Zimmer und Brie bezeichneten die Annahme der Bolkestein-Richtlinie als »wohl schwerwiegendsten europäischen Rechtsakt«, der nun mit einem »zutiefst widersprüchlichen Gesetzeswerk gestemmt« werden solle. Die Last hätten Bürgerinnen und Bürger, Kommunen und Unternehmen in der Union zu schultern.

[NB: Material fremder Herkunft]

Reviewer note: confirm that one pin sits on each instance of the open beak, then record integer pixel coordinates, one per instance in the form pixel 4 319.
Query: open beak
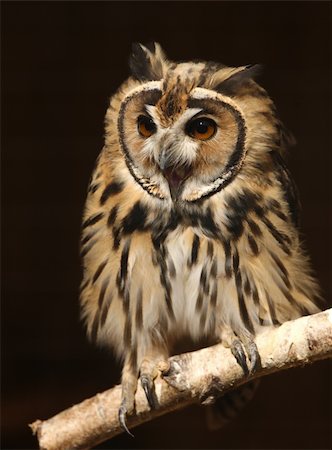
pixel 175 174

In ihrer jetzigen Form berge die Richtlinie eine Reihe unvereinbarer Regelungen, die keine Rechtssicherheit geben. »Besonders fatal wird sich dies etwa auf Dienstleistungen im öffentlichen Nahverkehr sowie der Abfall- und Wasserwirtschaft auswirken, über deren Handhabung die Richtlinie widersprüchliche Bestimmungen aufgenommen hat.« Eine große Zahl von Gerichtsverfahren werde die Folge sein.
Die EU-Kommission kündigte indes an, eine überarbeitete Fassung des Richtlinienentwurfs erarbeiten und zur Diskussion stellen zu wollen. Damit das Paragrafenwerk in Kraft treten kann, müssen nun noch die Regierungen der Mitgliedsstaaten zustimmen. Die österreichische EU-Ratspräsidentschaft will über das Papier am 13. März diskutieren lassen.